Единственный из списка, про кого я знаю, был ли он вегетарианцем, это Будда. Он им не был согласно текстам Палийского канона, и вероятно, согласно китайским агамам.

----------


## Aion

О Гитлере-вегетарианце: http://lenta.ru/news/2008/10/28/meal/

----------


## ullu

> Вообще-то рейхсфюрер СС Г. Гиммлер писал в каком-то програмном документе, что Германия - единственная страна, где человечно относятся к животным. (ужос, не правда ли?)


Глядя на то, как они относились к людям, могу сделать вывод, что животным сильно не повезло.

----------

Dorje Dugarov (02.01.2012), Tiop (07.06.2009), Вова Л. (08.06.2009)

----------


## Александр Владленович Белоусов

> Вы присутствовали?


Нет.
Об этом с упоением говорят сами христиане, плюс можно ещё вспомнить рыбу. Конечно они тоже не присутствовали.
я же считаю Иисуса вобще мифическим существом, поэтому мне всёравно.

----------

Dorje Dugarov (02.01.2012)

----------


## Александр Владленович Белоусов

> Вообще-то мне кажется странным постоянно создавать списки знаменитостей вегетарианцев, гомосексуалистов и т.д. Что это должно доказать?


Для удовлетворения своего эго.

----------

Dorje Dugarov (02.01.2012)

----------


## Дмитрий Певко

> Вы присутствовали?


В евангелиях всё описано.

----------


## Tiop

Посмотрел список знаменитостей... 

Зороастер не был вегетарианцем, и у него, и вообще в зороастризме никаких вегетарианских прескрипций нет:

http://www.faithandfood.com/Zoroastr...#vegetarianism

(Заратуштра вообще считал главным богатством - скот, его нужно было просить у богов\бога)

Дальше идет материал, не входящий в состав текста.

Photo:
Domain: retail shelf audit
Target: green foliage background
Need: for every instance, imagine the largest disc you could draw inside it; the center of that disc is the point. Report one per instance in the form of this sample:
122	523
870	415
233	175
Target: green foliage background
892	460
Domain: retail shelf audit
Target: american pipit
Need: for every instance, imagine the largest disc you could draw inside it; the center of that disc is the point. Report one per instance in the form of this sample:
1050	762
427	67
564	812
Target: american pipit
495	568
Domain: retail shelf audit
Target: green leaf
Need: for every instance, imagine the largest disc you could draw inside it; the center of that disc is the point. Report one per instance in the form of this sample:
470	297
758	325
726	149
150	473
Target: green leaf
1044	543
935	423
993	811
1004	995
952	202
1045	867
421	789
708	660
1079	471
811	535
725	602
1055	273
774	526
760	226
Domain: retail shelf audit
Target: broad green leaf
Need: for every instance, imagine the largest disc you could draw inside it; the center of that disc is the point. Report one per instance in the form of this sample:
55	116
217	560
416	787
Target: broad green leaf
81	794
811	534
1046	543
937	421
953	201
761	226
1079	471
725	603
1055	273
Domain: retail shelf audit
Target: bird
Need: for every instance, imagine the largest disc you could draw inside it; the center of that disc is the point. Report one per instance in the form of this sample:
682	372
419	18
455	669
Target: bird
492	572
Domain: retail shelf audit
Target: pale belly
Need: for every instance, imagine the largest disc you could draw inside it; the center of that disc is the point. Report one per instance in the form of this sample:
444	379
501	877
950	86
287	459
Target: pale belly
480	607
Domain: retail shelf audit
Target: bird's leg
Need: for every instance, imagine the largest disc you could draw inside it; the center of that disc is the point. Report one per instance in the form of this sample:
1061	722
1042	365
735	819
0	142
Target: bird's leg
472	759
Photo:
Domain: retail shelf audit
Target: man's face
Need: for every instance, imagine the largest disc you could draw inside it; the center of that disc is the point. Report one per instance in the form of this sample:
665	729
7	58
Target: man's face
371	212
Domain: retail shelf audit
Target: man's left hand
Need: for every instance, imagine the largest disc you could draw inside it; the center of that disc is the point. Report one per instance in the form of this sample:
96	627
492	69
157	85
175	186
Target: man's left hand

придумали, что он был вегетарианцем греки, больше чем через тысячу лет:

http://books.google.ru/books?id=cNUE...esult&resnum=2


Греки были затейники вообще, вот Геродот об Индии писал следующее:




> Например, рассказ о том, как индусы добывают золото.
> Водятся, будто бы, в их стране громадные муравьи, величиною
> почти с собаку. Живут они в песчаных местностях, роют себе жилища под землей и выносят песок на поверхность. Это и есть золотой песок. Но как
> достать его? Муравьи необыкновенно свирепы и сильны. Индусы
> придумали такое средство.
> Они отправляются за золотом в самое жаркое время
> дня. А бывает такое время у индусов не в полдень и не
> после полудня, как у других народов, а рано утром.
> Едут индусы за золотом на верблюдицах и притом
> ...


Для Пифагора вегетарианство придумали, в частности, те же товарищи, а есть и обратные свидетельства:

http://board.buddhist.ru/showpost.ph...6&postcount=30

Конфуций не был вегетарианцем

14. Once, this fellow Kongzi was in straits between Cai and Chen, having only vegetable soup without even rice to eat. [Cf. Analects 15.2.] After ten days of this, Zilu cooked a pig for him. This fellow Kong did not inquire whence the meat came, and ate. Zilu robbed someone of his garment and exchanged it for wine. This fellow Kong did not inquire whence the wine came, and drank.* But when Lord Ai received Confucius, Confucius would not sit on a mat that was not placed straight and would not eat meat that was not cut properly.* [Cf. Analects 10.12.] Zilu went to him and asked: "Why the reverse to what you did on the borders of Chen and Cai?" This fellow Kong answered: "Come, let me tell you. Then, our goal was to keep alive. Now our goal is to behave righteously." Now when hunger-stricken he was not scrupulous about the means of keeping alive, and when satiated he acted hypocritically to appear refined. What foolery, perversion, villainy, and pretension can be greater than this!
http://faculty.vassar.edu/brvannor/R...fucianism.html

А конфуцианцы постоянно выступали против вегетарианства:
http://books.google.ru/books?id=_Y00...L5G-zATSwpC5Bw

----------


## Дмитрий Певко

В общем, независимо от отношения к вегетарианству, не читайте жёлтую прессу.



> Тина Турнер


, блин...  :Smilie:

----------

Dorje Dugarov (02.01.2012)

----------


## Gaza

> Вообще-то мне кажется странным постоянно создавать списки знаменитостей вегетарианцев, гомосексуалистов и т.д. Что это должно доказать?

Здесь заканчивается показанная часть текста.